The wold building of Hell was another highlight, the hierarchy of the order and the Mourning Star, Lucifer himself. God’s favourite son and Pinhead, intense in his desire to show reverence at the feet of his lord, the devil himself. There are many merciless horrors in this world as you would expect but the taking of Hell starts with the most innocuous of creatures. Paper birds, origami cranes, caged and inscribed with execution writs of cindered scale, when it found its intended victim only eight or nine heartbeats were left.
‘Once the writs reached their victims, they reconfigured in a matter of seconds the organization of their innards,’
That pretty much says it, and this is all stems from the knowledge gained from the many magicians of earth in their last moments, believing that telling everything would spare their lives.
The Scarlet Gospels has finally been released as a heavily edited version and it certainly felt like it, over half the original text was cut, missing many of the excerpts he leaked in the 20 years it’s taken for it to see daylight.
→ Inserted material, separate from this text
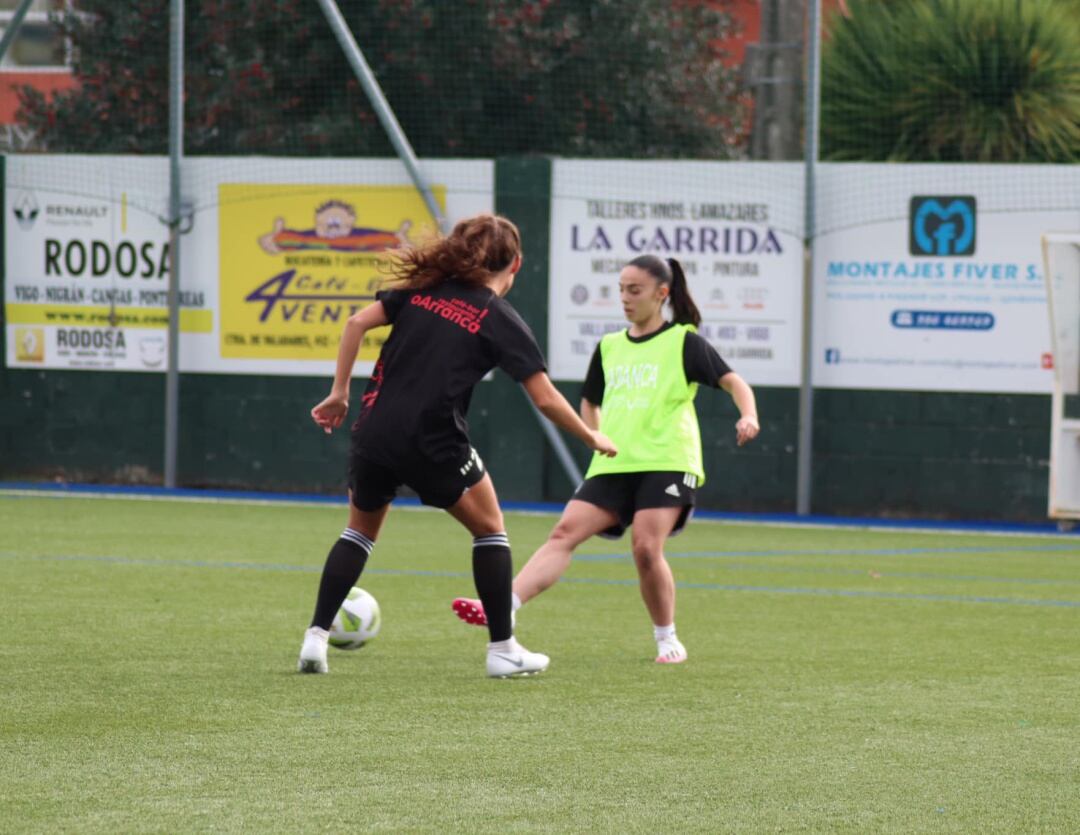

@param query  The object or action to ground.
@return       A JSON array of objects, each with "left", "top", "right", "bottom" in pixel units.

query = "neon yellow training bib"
[{"left": 585, "top": 325, "right": 705, "bottom": 486}]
Jesus of Nazareth, whose crucifixion on Golgotha was excluded along with any mention of Joseph of Arimathea, Pinhead’s genuine Cenobitic name and the origins of the Cenobites were not explored as Barker hinted at. A shame really but there is still much of the Barker we know and love. However at times and as a result the story felt somewhat rushed and incomplete. Whether the full version of Clive Barkers epic tale ever sees the light of day, I don’t know but I for one would love to read it.
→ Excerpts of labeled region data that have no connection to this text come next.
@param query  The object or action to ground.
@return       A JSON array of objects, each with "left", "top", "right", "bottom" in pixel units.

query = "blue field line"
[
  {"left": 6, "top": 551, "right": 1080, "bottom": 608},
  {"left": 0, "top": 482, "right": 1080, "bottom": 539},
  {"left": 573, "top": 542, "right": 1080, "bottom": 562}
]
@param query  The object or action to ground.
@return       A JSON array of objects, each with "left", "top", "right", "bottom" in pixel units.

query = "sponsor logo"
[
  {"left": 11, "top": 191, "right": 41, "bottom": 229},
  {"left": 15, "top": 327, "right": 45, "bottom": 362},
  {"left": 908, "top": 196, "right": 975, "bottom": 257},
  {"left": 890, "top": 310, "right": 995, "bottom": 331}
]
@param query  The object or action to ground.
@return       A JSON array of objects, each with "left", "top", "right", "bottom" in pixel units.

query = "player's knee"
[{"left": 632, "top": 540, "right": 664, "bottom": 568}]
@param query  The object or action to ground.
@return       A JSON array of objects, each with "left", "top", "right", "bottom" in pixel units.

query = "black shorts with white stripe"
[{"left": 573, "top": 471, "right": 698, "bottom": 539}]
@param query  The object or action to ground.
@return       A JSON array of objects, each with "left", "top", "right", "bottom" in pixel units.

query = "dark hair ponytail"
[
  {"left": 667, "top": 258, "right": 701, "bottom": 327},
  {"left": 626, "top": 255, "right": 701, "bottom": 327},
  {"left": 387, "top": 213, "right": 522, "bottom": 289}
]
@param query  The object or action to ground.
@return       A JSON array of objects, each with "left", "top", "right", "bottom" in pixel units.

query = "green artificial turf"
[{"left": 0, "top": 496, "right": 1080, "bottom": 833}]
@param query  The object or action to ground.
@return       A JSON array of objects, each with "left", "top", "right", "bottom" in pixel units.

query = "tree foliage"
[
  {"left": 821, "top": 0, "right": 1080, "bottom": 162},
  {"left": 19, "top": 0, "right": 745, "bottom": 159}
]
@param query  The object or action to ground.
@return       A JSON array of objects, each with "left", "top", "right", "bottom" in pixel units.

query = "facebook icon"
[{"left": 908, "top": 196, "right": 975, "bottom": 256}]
It’s still an enjoyably graphic depiction of Hell, there’s plenty of barbarity described in the way Clive Barker excels at, the scenes at Lucifer’s Cathedral were riveting and completed the final third of the book but you can’t help thinking the rest could have been better. It’s at this point that you realise the story is primarily about Pinhead not his human counterparts, maybe a finale scribed in blood as should the Scarlet Gospels be written. If you were expecting a battle between the two iconic characters then you’ll be disappointed, Harry is a witness and just along for Pinheads ride. Not everyone lives of course, some are changed forever and the door has been left fractionally ajar for another visit to these characters, we can but hope.
Pinhead rocks and this is well worth 4 big ones.